Background Sutureless aortic valve prostheses are anchored by radial force in a mechanism similar to that of transcatheter aortic valve implantation (TAVI). TAVI is associated with an increased permanent pacemaker (PPM) requirement in a significant proportion of patients. We undertook a meta-analysis to examine the incidence of PPM insertion associated with sutureless compared with conventional SAVR.

Methods A systematic review was conducted in accordance with the Prisma guidelines (1). PubMed was searched by entering the following in the searching algorithm: sutureless AND aortic AND valve, tissue AND aortic AND valve, mechanical AND aortic AND valve. English was set as a language restriction. All searches were performed on August 10th2014.

Studies between 2007 and 2014 were included in the search. A mixed-effects meta-regression with sutureless vs conventional as a fixed moderator variable was performed.

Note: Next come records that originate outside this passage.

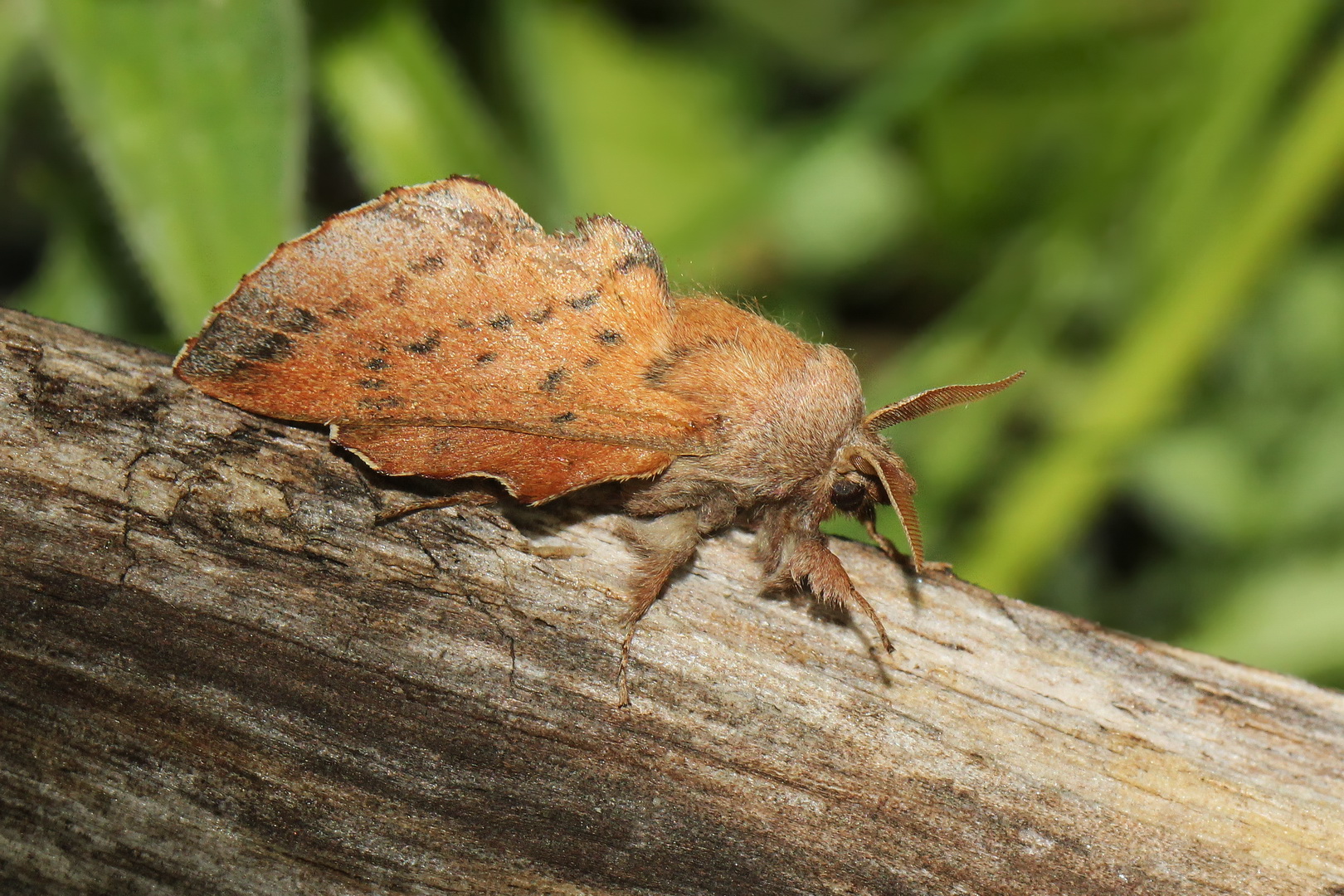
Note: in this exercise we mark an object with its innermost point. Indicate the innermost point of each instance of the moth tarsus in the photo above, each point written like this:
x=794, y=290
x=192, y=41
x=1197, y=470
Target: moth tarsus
x=555, y=363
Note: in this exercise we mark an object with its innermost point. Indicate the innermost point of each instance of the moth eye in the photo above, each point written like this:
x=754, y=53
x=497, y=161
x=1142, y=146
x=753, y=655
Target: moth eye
x=847, y=494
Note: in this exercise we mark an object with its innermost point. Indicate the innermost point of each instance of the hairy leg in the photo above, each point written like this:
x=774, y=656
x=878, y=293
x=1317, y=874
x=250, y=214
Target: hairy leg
x=661, y=546
x=812, y=566
x=463, y=497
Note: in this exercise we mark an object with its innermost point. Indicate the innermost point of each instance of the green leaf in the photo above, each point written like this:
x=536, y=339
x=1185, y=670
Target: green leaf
x=405, y=110
x=652, y=134
x=194, y=116
x=1289, y=618
x=1142, y=382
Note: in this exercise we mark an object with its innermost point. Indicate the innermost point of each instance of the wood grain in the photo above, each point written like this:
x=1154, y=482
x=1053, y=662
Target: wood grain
x=219, y=677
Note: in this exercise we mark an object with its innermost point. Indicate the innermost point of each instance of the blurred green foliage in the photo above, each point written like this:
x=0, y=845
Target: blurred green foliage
x=1136, y=201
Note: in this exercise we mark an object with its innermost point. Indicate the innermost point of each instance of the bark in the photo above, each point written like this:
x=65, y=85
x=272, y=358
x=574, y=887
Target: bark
x=221, y=677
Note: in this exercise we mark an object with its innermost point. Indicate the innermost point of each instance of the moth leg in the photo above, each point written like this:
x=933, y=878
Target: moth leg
x=869, y=522
x=815, y=567
x=466, y=497
x=661, y=546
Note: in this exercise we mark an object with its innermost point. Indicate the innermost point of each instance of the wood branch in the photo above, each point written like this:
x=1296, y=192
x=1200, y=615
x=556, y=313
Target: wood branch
x=219, y=677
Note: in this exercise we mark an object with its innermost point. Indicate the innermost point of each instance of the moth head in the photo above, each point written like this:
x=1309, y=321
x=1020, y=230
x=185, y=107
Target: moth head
x=869, y=472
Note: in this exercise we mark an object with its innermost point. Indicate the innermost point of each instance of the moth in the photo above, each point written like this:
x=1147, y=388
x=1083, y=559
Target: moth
x=440, y=332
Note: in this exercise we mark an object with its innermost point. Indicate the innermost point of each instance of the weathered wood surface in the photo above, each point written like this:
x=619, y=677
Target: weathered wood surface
x=219, y=677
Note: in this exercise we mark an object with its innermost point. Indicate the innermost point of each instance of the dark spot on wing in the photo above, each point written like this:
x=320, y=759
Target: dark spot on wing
x=553, y=379
x=229, y=343
x=385, y=403
x=644, y=257
x=660, y=367
x=426, y=344
x=264, y=309
x=426, y=265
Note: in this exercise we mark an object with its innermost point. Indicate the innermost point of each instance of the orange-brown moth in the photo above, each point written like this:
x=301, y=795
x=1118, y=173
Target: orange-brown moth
x=440, y=332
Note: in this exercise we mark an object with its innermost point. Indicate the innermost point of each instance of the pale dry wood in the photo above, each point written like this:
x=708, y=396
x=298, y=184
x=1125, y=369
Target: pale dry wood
x=219, y=677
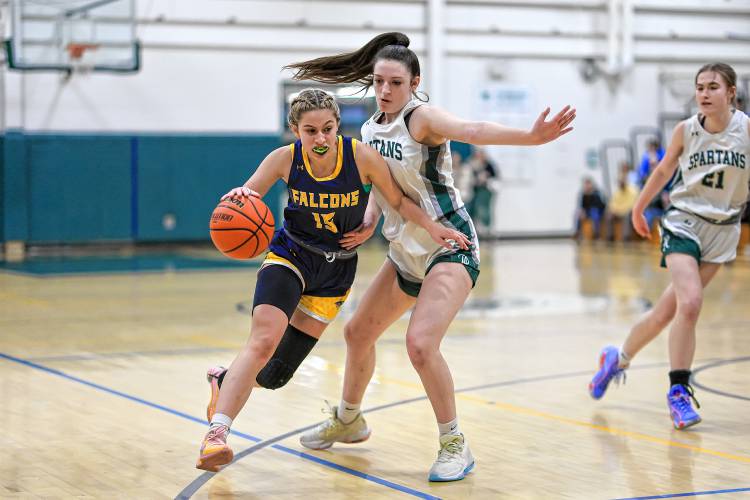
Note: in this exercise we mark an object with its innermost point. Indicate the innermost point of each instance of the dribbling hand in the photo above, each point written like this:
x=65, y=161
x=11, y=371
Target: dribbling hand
x=241, y=192
x=640, y=224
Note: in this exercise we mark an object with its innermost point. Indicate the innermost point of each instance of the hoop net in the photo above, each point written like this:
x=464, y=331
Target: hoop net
x=81, y=56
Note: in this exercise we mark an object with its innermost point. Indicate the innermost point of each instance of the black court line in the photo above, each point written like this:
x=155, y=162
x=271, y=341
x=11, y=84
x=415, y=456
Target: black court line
x=326, y=463
x=714, y=365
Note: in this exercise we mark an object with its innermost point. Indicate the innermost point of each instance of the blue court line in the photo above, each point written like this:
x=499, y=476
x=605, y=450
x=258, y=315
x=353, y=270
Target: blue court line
x=697, y=385
x=306, y=456
x=690, y=494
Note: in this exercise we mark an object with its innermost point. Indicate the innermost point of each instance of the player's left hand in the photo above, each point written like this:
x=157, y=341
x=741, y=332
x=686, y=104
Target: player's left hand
x=354, y=238
x=545, y=131
x=449, y=238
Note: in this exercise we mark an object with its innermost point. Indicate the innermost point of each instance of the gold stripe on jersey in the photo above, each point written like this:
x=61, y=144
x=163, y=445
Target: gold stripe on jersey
x=339, y=162
x=324, y=309
x=276, y=260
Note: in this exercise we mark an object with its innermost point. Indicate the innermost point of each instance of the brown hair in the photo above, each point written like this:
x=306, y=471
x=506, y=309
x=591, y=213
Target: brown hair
x=357, y=66
x=726, y=72
x=311, y=100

Results In total, 832 patients were included in the sutureless group and 3,740 in the conventional group. Permanent pacemaker implantation rate was higher in the sutureless cohort (9.1 vs 2.4% p = 0.025). Cardiopulmonary bypass and aortic cross clamp times were shorter in the sutureless group (64.9 vs. 86.7 min p = 0.002, 39.8 vs. 62.4 min p < 0.001). No statistically significant differences in PVR grades 1–4 were identified between groups (Grade 1: 3.6 vs. 1.4% p = 0.107, Grade 2: 0.9 vs. 0.3% p = 0.264, Grade 3–4 0 vs. 0.4% p = 0.942). There was no difference in 30-day mortality between sutureless and conventional cohorts (1.9 vs. 3.2% p = 0.146).

Conclusion Sutureless aortic valve prostheses are associated with a higher incidence of PPM insertion but shorter implantation time than conventional, with no difference in 30-day mortality. Further investigation as to the prognostic significance of pacemaker requirement following sutureless aortic valve replacement is required.